I have created observable object as follows:

import Foundation
import CoreData

class UserDataModel: ObservableObject {
    @Published var users: [CachedUser] = []

    func fetchUsers(using moc: NSManagedObjectContext) async {
        guard users.isEmpty else { return }

        do {
            let url = URL(string: "https://www.hackingwithswift.com/samples/friendface.json")!
            let (data, _) = try await URLSession.shared.data(from: url)
            let decoder = JSONDecoder()
            decoder.dateDecodingStrategy = .iso8601
            let users = try decoder.decode([User].self, from: data)
            await MainActor.run {
                updatedCache(with: users, in: moc)
            }

            await MainActor.run {
                fetchFromCoreData(in: moc)
            }

        } catch {
            print("Download failed")
        }
    }

    func updatedCache(with downloadedUsers: [User], in moc: NSManagedObjectContext) {
        for user in downloadedUsers {
            let cachedUser = CachedUser(context: moc)

            moc.perform {
                cachedUser.id = user.id
                cachedUser.isActive = user.isActive
                cachedUser.name = user.name
                cachedUser.age = Int16(user.age)
                cachedUser.company = user.company
                cachedUser.email = user.email
                cachedUser.address = user.address
                cachedUser.about = user.about
                cachedUser.registered = user.registered
                cachedUser.tags = user.tags.joined(separator: ",")

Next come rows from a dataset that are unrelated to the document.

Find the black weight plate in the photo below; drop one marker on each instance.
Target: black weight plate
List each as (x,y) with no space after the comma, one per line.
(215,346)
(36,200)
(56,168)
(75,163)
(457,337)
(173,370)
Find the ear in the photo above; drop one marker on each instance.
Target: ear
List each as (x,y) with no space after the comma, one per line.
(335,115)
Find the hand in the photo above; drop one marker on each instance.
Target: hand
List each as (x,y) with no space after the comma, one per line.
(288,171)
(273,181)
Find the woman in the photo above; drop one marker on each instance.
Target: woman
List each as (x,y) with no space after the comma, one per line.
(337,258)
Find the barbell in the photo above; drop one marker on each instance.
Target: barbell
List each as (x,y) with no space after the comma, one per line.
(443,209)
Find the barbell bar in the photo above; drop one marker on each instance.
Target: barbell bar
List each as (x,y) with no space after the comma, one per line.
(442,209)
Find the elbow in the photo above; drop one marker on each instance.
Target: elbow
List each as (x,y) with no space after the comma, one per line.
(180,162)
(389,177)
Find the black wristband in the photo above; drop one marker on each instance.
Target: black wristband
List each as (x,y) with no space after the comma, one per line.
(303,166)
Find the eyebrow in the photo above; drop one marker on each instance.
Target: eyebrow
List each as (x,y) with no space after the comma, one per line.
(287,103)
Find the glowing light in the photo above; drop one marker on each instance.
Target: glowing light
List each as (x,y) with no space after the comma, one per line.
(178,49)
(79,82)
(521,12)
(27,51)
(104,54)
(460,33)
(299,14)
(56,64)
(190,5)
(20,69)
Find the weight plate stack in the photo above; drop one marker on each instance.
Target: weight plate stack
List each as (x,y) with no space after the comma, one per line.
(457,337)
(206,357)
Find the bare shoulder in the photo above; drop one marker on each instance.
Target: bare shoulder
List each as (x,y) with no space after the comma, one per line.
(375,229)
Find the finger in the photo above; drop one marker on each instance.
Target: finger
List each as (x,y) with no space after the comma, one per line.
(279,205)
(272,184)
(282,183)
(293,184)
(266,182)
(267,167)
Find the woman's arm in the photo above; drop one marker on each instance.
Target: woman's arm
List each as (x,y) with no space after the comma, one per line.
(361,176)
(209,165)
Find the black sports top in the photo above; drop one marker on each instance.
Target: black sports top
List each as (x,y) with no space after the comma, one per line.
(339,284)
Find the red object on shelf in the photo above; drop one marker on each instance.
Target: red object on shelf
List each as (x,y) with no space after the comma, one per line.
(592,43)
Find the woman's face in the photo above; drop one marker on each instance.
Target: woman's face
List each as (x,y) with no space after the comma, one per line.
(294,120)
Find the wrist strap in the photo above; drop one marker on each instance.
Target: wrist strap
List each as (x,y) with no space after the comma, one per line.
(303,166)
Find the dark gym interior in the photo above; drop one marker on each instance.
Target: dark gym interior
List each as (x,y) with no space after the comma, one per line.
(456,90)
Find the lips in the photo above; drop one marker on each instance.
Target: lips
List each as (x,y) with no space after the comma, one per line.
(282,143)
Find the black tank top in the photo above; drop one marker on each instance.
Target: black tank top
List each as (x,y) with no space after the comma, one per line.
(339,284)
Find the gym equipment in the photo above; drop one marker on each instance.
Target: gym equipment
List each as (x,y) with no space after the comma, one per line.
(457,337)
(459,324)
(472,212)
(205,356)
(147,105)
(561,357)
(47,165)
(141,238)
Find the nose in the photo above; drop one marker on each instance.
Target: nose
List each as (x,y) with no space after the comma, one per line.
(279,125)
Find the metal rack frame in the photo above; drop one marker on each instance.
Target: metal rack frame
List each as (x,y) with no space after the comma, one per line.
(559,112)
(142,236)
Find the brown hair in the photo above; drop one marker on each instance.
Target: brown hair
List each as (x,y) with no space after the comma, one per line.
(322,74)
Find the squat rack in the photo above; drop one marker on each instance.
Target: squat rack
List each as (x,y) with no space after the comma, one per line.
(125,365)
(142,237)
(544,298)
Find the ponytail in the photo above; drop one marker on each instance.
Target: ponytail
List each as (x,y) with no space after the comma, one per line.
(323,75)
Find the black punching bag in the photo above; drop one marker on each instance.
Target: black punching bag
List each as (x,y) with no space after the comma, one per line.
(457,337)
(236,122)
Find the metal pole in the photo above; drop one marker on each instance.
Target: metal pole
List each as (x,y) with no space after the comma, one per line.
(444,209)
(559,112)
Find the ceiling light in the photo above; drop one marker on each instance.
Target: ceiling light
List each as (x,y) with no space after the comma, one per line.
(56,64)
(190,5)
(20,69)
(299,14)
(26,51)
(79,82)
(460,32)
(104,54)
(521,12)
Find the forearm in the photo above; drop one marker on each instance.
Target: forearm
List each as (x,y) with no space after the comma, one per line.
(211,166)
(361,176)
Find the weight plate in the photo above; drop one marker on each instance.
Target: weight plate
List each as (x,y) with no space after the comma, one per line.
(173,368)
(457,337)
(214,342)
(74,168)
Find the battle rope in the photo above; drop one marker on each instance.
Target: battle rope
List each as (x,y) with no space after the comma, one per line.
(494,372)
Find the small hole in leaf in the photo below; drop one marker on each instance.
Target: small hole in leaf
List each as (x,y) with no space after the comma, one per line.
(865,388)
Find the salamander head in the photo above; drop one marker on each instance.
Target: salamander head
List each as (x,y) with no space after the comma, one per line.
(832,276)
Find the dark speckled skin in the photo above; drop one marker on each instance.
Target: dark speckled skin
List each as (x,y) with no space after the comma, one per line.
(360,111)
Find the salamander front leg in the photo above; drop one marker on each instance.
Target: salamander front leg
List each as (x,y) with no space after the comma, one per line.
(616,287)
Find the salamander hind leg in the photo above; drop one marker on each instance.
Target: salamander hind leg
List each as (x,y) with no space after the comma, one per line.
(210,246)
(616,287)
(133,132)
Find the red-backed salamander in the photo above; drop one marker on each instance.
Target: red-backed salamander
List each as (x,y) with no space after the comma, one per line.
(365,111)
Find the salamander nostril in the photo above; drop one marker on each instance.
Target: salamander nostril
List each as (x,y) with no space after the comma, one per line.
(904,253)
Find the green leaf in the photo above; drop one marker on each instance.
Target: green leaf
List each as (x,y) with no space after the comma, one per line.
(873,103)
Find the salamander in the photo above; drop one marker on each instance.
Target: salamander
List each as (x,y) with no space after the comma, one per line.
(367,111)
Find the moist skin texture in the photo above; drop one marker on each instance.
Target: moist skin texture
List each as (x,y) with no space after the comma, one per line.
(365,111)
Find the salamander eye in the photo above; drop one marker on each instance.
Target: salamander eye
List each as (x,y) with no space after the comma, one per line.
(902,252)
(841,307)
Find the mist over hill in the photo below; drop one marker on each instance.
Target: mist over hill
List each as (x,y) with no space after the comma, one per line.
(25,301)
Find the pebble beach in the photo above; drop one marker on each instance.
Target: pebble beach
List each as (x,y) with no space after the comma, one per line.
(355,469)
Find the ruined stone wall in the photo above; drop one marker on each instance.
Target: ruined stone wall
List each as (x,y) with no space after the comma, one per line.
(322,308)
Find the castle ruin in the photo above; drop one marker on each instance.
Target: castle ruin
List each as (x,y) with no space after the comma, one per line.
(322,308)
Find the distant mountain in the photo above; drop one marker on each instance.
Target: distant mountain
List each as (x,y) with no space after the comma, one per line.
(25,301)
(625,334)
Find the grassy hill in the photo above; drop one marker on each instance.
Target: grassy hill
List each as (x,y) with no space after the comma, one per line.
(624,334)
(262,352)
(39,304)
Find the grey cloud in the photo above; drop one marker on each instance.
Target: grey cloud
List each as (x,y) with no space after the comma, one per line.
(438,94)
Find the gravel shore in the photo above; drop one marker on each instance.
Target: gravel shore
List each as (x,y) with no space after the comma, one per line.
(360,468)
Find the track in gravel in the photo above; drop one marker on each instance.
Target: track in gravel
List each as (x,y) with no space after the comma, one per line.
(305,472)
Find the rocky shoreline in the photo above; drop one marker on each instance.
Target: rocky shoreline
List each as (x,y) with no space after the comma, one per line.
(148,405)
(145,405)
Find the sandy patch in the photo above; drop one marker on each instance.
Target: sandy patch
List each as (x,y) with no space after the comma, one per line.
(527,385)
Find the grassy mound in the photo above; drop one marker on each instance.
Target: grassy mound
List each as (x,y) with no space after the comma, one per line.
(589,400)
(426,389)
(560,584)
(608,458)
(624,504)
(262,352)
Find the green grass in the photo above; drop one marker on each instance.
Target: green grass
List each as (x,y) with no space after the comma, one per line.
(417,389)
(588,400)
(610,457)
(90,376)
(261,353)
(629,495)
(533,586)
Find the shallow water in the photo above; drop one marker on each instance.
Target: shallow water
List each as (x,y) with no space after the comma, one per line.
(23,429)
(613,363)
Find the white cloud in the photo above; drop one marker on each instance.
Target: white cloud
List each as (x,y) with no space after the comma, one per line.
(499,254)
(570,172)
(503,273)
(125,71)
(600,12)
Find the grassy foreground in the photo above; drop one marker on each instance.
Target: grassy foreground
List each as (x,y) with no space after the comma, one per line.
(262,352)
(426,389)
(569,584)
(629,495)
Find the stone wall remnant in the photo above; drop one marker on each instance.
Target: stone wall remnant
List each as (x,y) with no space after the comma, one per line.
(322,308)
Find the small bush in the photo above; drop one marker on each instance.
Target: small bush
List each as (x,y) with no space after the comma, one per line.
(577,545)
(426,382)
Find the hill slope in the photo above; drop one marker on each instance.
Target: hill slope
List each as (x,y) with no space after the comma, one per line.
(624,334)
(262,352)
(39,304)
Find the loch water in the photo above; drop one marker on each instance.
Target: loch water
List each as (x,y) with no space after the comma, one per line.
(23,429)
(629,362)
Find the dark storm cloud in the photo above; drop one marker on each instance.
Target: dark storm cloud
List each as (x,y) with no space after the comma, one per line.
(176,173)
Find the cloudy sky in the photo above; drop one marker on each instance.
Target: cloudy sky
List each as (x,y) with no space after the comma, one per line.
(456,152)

                for friend in user.friends {
                    let cachedFriend = CachedFriend(context: moc)
                    cachedFriend.id = friend.id
                    cachedFriend.name = friend.name
                    cachedUser.addToFriends(cachedFriend)
                }
                print("\(user.friends.count) friends for \(cachedUser.name!)")
            }
        }

        try? moc.save()
    }

    func fetchFromCoreData(in moc: NSManagedObjectContext) {
        let request = CachedUser.fetchRequest()
        request.sortDescriptors = [NSSortDescriptor(keyPath: \CachedUser.name, ascending: true)]

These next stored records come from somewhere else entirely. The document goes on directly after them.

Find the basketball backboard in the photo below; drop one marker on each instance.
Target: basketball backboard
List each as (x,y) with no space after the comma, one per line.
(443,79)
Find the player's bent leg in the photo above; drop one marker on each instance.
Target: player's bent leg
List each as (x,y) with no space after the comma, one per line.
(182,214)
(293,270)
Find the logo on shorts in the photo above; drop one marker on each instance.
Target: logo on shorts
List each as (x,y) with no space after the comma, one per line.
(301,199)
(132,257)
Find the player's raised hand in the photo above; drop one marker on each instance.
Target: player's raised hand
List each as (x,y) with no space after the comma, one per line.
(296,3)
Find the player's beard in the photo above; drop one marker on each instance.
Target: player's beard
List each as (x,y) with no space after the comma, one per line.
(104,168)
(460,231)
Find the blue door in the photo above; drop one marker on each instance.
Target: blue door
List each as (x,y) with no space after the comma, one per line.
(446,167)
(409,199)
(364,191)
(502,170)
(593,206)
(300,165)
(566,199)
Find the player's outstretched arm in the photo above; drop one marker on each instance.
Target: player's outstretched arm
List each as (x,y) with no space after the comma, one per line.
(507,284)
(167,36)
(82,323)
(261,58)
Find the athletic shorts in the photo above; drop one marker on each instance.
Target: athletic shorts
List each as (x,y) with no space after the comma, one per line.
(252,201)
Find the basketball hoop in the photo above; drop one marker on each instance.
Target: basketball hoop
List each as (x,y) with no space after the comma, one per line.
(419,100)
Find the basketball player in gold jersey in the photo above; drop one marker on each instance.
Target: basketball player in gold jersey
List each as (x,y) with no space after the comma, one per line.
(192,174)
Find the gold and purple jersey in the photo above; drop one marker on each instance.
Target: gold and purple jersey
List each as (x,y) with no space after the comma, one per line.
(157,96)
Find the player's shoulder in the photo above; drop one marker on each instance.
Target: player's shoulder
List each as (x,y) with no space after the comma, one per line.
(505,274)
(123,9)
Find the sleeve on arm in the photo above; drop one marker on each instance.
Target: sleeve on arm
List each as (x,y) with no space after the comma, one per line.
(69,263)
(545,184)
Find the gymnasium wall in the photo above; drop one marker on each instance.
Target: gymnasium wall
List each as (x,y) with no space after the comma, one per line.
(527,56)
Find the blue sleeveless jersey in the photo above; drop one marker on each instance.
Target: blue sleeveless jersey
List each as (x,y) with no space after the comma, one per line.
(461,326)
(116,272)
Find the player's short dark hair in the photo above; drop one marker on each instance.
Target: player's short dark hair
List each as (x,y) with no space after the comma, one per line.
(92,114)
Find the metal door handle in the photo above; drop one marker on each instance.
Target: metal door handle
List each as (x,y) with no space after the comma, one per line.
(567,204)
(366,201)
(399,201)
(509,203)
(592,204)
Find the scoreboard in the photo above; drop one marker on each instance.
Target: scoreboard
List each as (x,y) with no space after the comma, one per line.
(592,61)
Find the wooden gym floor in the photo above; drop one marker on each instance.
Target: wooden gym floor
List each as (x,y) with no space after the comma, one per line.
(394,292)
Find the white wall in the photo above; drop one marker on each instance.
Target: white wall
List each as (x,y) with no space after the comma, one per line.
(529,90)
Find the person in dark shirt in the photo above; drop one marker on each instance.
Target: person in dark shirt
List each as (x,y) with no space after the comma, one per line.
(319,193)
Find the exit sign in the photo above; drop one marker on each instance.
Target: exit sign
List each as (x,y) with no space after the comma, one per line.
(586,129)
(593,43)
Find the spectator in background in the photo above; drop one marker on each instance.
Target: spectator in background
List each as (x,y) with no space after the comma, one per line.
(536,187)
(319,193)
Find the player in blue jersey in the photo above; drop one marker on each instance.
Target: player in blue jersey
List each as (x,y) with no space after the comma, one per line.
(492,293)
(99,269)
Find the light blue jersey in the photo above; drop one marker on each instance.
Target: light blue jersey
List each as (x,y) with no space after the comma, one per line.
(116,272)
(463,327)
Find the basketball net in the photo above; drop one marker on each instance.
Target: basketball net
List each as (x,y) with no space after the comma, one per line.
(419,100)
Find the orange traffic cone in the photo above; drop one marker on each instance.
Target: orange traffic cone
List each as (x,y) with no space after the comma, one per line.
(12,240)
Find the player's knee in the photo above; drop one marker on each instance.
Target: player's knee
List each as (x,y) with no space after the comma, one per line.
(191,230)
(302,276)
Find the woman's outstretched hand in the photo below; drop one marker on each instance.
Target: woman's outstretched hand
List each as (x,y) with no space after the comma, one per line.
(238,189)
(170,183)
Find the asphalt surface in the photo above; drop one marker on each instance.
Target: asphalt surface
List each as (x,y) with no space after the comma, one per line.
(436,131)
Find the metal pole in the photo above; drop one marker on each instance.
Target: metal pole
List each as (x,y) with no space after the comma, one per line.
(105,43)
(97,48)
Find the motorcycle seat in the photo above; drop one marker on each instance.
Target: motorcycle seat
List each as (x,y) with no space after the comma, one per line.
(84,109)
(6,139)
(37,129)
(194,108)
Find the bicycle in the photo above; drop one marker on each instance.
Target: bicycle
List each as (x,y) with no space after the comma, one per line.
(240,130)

        if let users = try? moc.fetch(request) {
            self.users = users
        }
    }
}

and then we can adjust to our content view to hanlde only UI stuff.

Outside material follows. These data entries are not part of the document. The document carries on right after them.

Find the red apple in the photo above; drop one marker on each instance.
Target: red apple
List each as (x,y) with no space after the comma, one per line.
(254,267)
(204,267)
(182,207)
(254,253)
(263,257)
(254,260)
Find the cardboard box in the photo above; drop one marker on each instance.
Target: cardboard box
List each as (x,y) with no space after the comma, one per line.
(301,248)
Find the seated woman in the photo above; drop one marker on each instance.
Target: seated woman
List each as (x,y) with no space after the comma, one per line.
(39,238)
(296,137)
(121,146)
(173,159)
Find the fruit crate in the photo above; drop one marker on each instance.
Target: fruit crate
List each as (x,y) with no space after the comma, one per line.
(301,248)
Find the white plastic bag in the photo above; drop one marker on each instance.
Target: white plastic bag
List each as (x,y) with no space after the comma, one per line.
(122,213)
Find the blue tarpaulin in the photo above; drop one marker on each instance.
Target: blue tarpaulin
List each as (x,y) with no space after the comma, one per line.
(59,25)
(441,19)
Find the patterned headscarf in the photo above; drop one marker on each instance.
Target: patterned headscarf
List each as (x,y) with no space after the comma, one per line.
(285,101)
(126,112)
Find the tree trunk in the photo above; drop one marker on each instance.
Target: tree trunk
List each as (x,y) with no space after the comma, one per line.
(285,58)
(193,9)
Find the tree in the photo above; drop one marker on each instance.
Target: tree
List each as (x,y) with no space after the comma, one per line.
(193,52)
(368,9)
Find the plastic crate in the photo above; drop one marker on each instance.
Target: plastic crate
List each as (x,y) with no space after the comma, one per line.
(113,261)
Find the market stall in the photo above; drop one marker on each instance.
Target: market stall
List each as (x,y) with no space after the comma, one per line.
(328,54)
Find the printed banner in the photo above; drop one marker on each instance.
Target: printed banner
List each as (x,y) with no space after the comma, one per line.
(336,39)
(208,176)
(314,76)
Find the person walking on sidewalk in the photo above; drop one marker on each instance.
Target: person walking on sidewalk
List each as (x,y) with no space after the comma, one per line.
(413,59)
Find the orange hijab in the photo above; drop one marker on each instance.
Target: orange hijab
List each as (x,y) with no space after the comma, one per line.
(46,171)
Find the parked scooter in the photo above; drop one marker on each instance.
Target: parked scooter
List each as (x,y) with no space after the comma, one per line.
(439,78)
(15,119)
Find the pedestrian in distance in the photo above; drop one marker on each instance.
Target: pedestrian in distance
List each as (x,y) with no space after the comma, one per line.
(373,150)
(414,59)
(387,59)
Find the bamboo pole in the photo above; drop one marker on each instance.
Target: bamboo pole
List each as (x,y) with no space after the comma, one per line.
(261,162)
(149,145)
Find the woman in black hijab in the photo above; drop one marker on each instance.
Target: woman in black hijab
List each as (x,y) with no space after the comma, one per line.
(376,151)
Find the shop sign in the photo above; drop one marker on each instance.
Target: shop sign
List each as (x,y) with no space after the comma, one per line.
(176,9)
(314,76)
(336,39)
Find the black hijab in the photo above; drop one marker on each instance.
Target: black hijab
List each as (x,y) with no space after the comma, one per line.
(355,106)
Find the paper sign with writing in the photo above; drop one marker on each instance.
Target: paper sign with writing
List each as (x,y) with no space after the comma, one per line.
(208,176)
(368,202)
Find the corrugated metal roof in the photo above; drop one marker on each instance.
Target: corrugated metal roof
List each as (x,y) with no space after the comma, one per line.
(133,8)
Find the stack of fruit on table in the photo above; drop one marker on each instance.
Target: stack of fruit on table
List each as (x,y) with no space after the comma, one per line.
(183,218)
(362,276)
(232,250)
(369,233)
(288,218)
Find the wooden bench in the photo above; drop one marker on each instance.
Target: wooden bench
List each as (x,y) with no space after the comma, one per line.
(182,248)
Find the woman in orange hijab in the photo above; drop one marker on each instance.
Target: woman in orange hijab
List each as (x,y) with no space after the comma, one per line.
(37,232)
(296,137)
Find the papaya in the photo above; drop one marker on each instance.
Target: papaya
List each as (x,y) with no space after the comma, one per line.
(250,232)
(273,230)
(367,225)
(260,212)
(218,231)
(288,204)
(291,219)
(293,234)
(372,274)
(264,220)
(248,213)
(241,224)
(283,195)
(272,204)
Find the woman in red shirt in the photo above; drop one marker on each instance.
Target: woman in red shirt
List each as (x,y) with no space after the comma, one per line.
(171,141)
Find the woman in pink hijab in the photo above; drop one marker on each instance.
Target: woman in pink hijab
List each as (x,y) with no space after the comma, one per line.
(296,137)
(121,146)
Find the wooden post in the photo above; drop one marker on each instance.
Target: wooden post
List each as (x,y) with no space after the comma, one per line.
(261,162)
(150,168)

struct ContentView: View {
    @Environment(\.managedObjectContext) var moc
    @StateObject var viewModel = UserDataModel()

    var body: some View {
        NavigationView {
            List(viewModel.users) { user in
                NavigationLink {
                    UserView(user: user)
                } label: {
                    HStack {
                        Circle()
                            .fill(user.isActive ? .green : .red)
                            .frame(width: 30)
                        Text(user.wrappedName)
                    }
                }
            }
            .navigationTitle("Friendface")
            .task {
                await viewModel.fetchUsers(using: moc)
            }
        }
    }
}

3      

Thank you. Only adding the moc.perform fixed the friends problem, but had the adverse effect of empty users with nil values being created on subsequent runs. I have to look into this a bit more when I have a little bit more time. Thank you for your help!

3      

If this is still relevant or maybe some other people out there may, and most probably will have similar issues with that.

Anyway, as I was tinkering away, I made changed the List in ContentView to show a badge with the number of friends each user has. And here the weird behavior started. When I run the app in the simulator or on my phone, the number of friends changes between restarting the app. What is going on?

This behavior is the result of id property we have in User and Friend structures as well attribute with the name "id" in datamodel file of core data. CoreData entities by themselves have id generated, and this somehow affects it if we create our own id, maybe if we name it differently it will work just fine but i haven't check it. By removing id attributes and id properties from datamodel and above mentioned structs, project seems to be working just fine.